Cette ordonnance est tout d'abord intéressante par l'interprétation qu'elle comporte du 1° de l'article L.212-1 du code de la sécurité intérieure :

"4. Aux termes de l'article L. 212-1 du code de la sécurité intérieure dans sa rédaction issue de l'article 16 de la loi du 24 août 2021 confortant le respect des principes de la République : " Sont dissous, par décret en conseil des ministres, toutes les associations ou groupements de fait : 1° Qui provoquent (...) à des agissements violents à l'encontre des personnes ou des biens ; ". Ces dispositions prévoient la dissolution d'associations ou groupements de fait dont les activités troublent gravement l'ordre public. Elles permettent d'imputer aux associations et groupements de fait les agissements commis par leurs membres, en cette qualité, ou les agissements directement liés aux activités de l'association ou du groupement dès lors que leurs dirigeants, bien qu'informés, se sont abstenus de prendre les mesures nécessaires pour les faire cesser, compte tenu des moyens dont ils disposaient."

Aux termes de ce point 4, le 1° de l'article L.212-1 du code de la sécurité intérieure 

- prévoit la  dissolution d'associations ou groupements de fait dont les activités troublent gravement l'ordre public. Le recours à l'adverbe gravement permet de limiter le champ d'application de cette disposition de manière à en assurer un équilibre avec la liberté d'association qui reste de principe. Le seul trouble à l'ordre public ne permet pas de fonder une décision de dissolution. 

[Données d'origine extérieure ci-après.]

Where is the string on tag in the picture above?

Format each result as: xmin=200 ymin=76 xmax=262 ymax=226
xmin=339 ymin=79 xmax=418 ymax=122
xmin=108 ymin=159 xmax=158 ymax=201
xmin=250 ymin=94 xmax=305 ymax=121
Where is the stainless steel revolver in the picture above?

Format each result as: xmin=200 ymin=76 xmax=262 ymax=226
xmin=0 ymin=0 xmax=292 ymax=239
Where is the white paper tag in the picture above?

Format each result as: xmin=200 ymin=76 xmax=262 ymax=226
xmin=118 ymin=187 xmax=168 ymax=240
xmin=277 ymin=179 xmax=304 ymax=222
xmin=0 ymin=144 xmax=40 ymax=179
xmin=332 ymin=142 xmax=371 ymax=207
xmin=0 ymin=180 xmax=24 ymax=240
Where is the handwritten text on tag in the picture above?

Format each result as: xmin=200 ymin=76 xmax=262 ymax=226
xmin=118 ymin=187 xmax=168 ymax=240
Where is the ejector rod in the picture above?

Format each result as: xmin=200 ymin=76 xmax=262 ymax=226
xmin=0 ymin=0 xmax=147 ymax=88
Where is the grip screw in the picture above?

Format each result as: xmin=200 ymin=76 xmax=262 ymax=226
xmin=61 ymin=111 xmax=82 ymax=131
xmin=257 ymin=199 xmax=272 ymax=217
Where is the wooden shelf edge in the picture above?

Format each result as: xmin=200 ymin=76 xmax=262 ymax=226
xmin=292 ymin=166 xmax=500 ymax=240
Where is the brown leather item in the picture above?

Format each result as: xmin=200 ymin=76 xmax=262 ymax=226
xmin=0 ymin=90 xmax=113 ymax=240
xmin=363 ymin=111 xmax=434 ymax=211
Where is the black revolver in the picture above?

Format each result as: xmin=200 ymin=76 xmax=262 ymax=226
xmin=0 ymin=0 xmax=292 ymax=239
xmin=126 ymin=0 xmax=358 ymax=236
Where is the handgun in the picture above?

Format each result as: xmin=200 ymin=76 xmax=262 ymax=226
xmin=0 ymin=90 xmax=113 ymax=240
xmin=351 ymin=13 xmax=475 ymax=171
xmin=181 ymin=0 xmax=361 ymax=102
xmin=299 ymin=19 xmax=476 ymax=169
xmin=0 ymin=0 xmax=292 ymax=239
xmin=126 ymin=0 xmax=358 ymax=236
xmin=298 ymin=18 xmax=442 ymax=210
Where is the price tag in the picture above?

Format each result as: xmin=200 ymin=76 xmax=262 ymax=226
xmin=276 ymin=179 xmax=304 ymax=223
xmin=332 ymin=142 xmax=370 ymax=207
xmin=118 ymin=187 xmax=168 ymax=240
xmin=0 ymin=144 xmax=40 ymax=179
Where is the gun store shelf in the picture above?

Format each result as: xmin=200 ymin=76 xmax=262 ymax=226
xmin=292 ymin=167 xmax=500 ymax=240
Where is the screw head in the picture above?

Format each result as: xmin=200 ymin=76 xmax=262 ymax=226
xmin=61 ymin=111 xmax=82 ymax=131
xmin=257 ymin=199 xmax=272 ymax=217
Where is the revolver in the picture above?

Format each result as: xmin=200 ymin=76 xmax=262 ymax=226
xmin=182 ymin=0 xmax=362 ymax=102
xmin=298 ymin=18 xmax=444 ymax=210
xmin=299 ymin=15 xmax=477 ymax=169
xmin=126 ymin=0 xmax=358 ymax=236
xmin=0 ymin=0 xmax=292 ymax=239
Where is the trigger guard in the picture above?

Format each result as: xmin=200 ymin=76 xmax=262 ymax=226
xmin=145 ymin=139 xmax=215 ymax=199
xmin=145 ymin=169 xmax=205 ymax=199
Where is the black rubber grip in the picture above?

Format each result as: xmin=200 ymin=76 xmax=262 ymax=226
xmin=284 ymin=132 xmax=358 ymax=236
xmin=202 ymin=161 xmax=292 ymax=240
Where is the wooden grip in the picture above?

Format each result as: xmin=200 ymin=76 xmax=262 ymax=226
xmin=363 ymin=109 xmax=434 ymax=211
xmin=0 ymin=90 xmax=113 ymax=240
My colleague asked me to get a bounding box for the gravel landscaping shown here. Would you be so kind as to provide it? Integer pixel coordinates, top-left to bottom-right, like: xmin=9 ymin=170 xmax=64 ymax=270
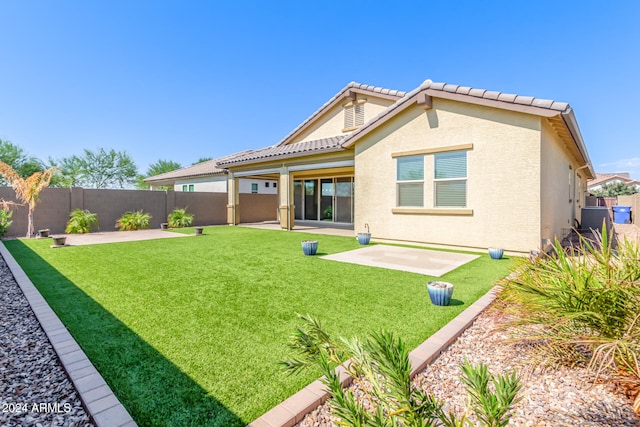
xmin=298 ymin=311 xmax=640 ymax=427
xmin=0 ymin=258 xmax=93 ymax=427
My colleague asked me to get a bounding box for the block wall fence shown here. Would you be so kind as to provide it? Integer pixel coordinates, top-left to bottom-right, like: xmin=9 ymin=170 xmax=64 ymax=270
xmin=0 ymin=187 xmax=278 ymax=237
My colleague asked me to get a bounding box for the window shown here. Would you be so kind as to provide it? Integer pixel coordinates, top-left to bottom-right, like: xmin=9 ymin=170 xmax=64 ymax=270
xmin=397 ymin=156 xmax=424 ymax=207
xmin=434 ymin=151 xmax=467 ymax=208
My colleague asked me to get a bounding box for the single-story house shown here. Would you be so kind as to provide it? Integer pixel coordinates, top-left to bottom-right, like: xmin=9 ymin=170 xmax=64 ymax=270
xmin=218 ymin=80 xmax=595 ymax=252
xmin=587 ymin=172 xmax=640 ymax=192
xmin=144 ymin=151 xmax=278 ymax=194
xmin=146 ymin=80 xmax=595 ymax=252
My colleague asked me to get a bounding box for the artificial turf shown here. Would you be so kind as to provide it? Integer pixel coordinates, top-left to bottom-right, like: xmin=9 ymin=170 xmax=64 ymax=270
xmin=5 ymin=227 xmax=512 ymax=426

- permet d'imputer à une personne morale (une association ou un groupement de fait) les agissements de leurs membres ou directement liés à ces activités à plusieurs conditions. 

  • les dirigeants de l'association ou groupement de fait étaient informés de ces agissements
  • ils se sont pourtant abstenus de prendre les mesures nécessaires pour les faire cesser, compte tenu des moyens dont ils disposaient

Dans le cas du Groupe Antifasciste Lyon et Environs, l'administration n'a pas établi que ces conditions étaient réunies, à savoir que ses dirigeants étaient informés d'agissements troublant l'ordre public commis par des membres dudit Groupe et se sont pourtant abstenus d'intervenir. L'ordonnance précise notamment : "Il s'ensuit que si le groupement dit " la GALE " tient des propos radicaux et parfois brutaux, il ne peut manifestement, en l'état de l'instruction, être regardé comme appelant à commettre des agissements violents contre les forces de l'ordre au sens et pour l'application du 1° de l'article L. 212-1 du code de la sécurité intérieure, second motif du décret contesté."

Dans l'affaire des "soulèvements de la terre" et s'agissant spécifiquement des atteintes aux biens (la preuve de la caution des violences envers les personnes n'étant pas rapportée), la première de ces conditions - la preuve de la satisfaction de la condition tenant à la gravité du trouble à l'ordre public - n'a pas été administrée. Le défaut de satisfaction de cette condition amène ensuite le juge des référés à identifier un défaut de preuve du bien fondé de la qualification juridique des faits. 

Conclusion. Il convient toutefois de rappeler que la présente décision est une ordonnance de référé dont la motivation est généralement et nécessairement succincte. Cohérente, cette décision a le mérite de rappeler l'importance de la liberté d'association qui, pour la Cour européenne des droits de l'homme notamment, est de principe. Les restrictions apportées à cette liberté d'association doivent être limitées, justifiées et proportionnées. Il est toutefois nécessaire de ne pas faire dire à cette décision (point 6) ce qu'elle ne dit pas, notamment sur la "légitimité" de telle ou telle action ou idée. Elle appelle surtout à attendre la décision au fond qui sera rendue dans un délai rapproché.